Former U.S. Attorney General Bill Barr said in December that the U.S. Department of Justice found no evidence of widespread voter fraud that had the power to change the outcome of the 2020 election. And according to an NBC News analysis, as of mid-December, nearly all legal challenges filed by Trump’s lawyers or his supporters have either been blocked by the courts, settled or withdrawn. Six lawsuits challenging the results in Wisconsin were either dismissed or denied by the courts, according to the analysis.

In a statement Sunday, former U.S. House Speaker Paul Ryan, a fellow Wisconsin Republican, issued a statement criticizing the move and calling President-elect Joe Biden’s victory “entirely legitimate.”

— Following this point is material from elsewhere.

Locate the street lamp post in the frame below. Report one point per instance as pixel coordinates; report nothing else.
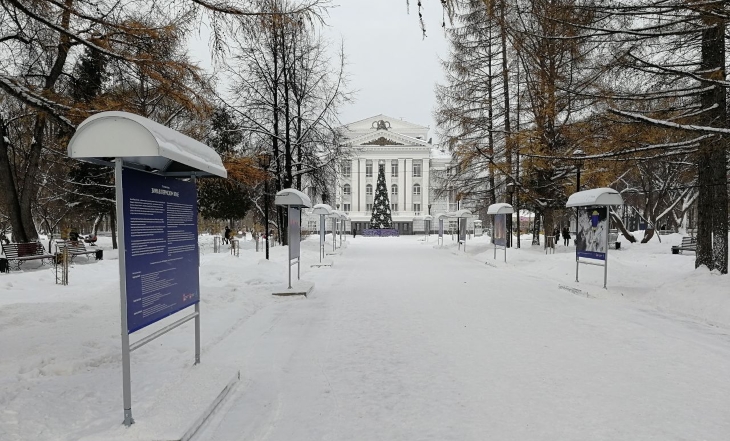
(578, 158)
(265, 162)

“Efforts to reject the votes of the Electoral College and sow doubt about Joe Biden’s victory strike at the very foundation of our republic,” Ryan said in a statement. “It is difficult to conceive of a more anti-democratic and anti-conservative act than a federal intervention to overturn the results of state-certified elections and disenfranchise millions of Americans. The fact that this effort will fail does not mean it will not do significant damage to American democracy.”

Johnson’s Sunday interview with “Meet the Press” host Chuck Todd turned into a shouting match multiple times, with both at one point telling the other to “look in the mirror” and acknowledge their roles in perpetuating conspiracy theories about voter fraud in the 2020 election, and the declining trust in the mainstream media respectively.

Voting to certify the Electoral College results will happen Wednesday before a joint session of Congress.

In the statement Saturday, Johnson and others acknowledged that many members of Congress, including members of the Republican party, will likely still vote to certify Biden’s Electoral College win Wednesday, saying the group is “not naive.”